I was surprised to find that so many of the characteristics I have observed in my son over the past seven years and attributed to mere personality traits are common to many gifted children. This gave me a sense of greater community and the possibility of better understanding, but also the challenge of realizing again how little I know. It was encouraging to hear Dr. James Webb describe common experiences of parenting a gifted child, and I deeply appreciated the chance to finally laugh at some of those trying roller coaster moments. Seeing the nodding heads and chuckles of those around me, I felt a dawning possibility of kinship with other parents. Maybe my sense of the “otherness” of my child and our relationship and the unique twists his development and interests have taken thus far would not continue to be the isolating experience that it has been. I began to catch glimpses of the puzzle pieces that I have observed from his birth—the unwillingness to sleep, the advanced verbalization, the passionate interests that in-laws labelled as abnormal, and the anxiety and perfectionism, all falling into a larger picture of his unique mind and personality.

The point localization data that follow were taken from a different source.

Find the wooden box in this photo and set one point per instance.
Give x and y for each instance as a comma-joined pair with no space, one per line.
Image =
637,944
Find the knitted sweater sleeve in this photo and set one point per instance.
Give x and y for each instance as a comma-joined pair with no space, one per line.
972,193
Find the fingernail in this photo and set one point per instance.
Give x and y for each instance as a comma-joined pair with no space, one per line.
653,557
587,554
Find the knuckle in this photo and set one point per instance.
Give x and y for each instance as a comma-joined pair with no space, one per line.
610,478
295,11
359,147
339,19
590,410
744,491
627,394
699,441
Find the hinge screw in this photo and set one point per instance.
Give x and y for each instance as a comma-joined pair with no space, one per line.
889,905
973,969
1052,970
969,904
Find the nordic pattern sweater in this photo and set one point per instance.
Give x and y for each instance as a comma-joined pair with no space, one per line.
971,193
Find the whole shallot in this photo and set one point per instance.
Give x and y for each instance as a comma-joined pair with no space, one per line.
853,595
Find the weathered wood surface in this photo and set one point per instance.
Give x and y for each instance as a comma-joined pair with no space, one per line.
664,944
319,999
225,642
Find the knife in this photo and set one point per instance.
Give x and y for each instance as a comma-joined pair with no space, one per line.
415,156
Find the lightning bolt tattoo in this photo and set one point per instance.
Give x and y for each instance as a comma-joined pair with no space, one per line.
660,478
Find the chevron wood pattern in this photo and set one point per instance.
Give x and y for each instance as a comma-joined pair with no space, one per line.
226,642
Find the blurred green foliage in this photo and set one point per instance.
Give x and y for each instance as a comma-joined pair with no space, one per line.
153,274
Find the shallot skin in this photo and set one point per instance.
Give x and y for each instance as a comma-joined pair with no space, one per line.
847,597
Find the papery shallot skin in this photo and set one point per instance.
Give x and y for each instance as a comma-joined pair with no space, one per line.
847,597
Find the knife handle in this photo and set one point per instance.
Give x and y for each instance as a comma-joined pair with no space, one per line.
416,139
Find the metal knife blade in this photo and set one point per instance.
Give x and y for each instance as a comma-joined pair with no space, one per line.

This, I intuitively knew about him, but now I had a larger context for it. I felt validated for the times I have tried to stand in the gap and not force him to be the square peg stuffed in the round hole on the pegboard. But also, aware of my inadequacy to help him negotiate the complexities of channeling his overexcitabilities into positive outlets and feeling that he “belongs” in this world.
After listening to Dr. Brandi Klepper, I sincerely wished that I could spend the weekend with her and pick her brain. She made it sound so feasible to raise a well-adjusted, healthy, integrated child who has a sense of self and yet feels a belonging to a greater community! Ha! While that is obviously no simple task, it was notable the volume of parents and children that she sees as they strive toward that goal. It made me wish we could join her practice too!
Lunch was a pleasure as I sat with other parents and listened to their experiences and their commitment to supporting and encouraging their children. It was eye opening to realize the support that is out there if you know where to look. But as always, it was overwhelming to feel that the burden of this may fall largely on my shoulders as parent. That feeling did not diminish during the final session in which Sara Lampe exhorted the parents to get deeply involved and to be the voice of change demanding equal educational rights for gifted students and their unique needs. I am grateful for the support of the many educators and administrators currently engaging these children, but I left feeling concerned that those same programs may be at risk.
All in all, it was a whirlwind introduction to the world of gifted education and to the ongoing and very unique gifts and challenges that these students face across their lifetimes. It was a nice reminder that parenting is one encounter at a time and that a lot of grace is required by all parties as we walk it out over the long haul.